Brief regering : Instandhouding Rijksinfrastructuur
35 300 A Vaststelling van de begrotingsstaat van het Infrastructuurfonds voor het jaar 2020
Nr. 5
BRIEF VAN DE MINISTER EN STAATSSECRETARIS VAN INFRASTRUCTUUR EN WATERSTAAT
Aan de Voorzitter van de Tweede Kamer der Staten-Generaal
Den Haag, 17 september 2019
Met onze brief «Ontwikkelingen instandhouding Rijksinfrastructuur» van 28 mei jl.
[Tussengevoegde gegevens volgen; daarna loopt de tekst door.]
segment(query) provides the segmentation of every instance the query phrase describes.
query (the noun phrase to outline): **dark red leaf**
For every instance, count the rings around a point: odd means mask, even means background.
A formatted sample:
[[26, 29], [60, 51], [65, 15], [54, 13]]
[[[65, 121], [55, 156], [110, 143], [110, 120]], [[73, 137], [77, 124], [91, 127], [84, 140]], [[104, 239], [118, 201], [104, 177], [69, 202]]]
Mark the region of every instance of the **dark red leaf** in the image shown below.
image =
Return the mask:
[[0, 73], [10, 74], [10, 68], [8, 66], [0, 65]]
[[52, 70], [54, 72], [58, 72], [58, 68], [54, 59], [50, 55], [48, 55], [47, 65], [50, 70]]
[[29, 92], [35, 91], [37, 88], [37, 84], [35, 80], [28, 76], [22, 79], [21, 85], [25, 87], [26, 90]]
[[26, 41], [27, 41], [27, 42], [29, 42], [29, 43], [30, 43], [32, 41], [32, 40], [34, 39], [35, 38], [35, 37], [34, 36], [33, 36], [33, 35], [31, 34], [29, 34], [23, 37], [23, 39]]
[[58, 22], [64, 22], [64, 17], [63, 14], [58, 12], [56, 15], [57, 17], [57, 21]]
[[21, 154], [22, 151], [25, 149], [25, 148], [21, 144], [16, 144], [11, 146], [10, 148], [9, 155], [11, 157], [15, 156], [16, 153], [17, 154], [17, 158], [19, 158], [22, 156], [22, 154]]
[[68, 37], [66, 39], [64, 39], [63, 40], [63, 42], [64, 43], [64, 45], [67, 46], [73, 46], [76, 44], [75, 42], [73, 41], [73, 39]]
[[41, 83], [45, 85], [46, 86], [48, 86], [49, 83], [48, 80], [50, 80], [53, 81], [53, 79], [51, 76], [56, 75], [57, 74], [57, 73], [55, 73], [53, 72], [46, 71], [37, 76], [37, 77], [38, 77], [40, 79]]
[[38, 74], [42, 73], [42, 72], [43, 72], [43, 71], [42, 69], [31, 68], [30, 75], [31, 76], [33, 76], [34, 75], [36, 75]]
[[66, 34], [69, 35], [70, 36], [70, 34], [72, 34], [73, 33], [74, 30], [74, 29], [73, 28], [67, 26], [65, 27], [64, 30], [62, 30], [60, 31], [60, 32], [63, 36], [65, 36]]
(Kamerstuk 35 000 A, nr. 98) hebben wij u uitgebreid geïnformeerd over de ontwikkelingen in de instandhouding
van onze infrastructuur. Daarbij hebben wij aangegeven, dat als gevolg van deze ontwikkelingen
in ons beeld een steeds groter deel van de ruimte in het Infrastructuurfonds zal moeten
worden besteed aan instandhouding. Dat heeft te maken met veroudering van het areaal,
intensiever gebruik, aandacht voor duurzaamheid, toenemende eisen aan ICT, wijzigingen
in wet- en regelgeving en veranderende marktomstandigheden. Daarnaast zien we dat
de vervanging- en renovatieopgave voor alle netwerken fors groeit. In de brief kondigden
wij aan dit beeld te gaan verscherpen door externe audits te laten uitvoeren op de
Object beheerregimes en het VenR-prognoserapport van RWS en op de BOV-reeksen van
ProRail. Hiermee kunnen we u medio 2020 informeren over de langjarige instandhoudingsbehoefte.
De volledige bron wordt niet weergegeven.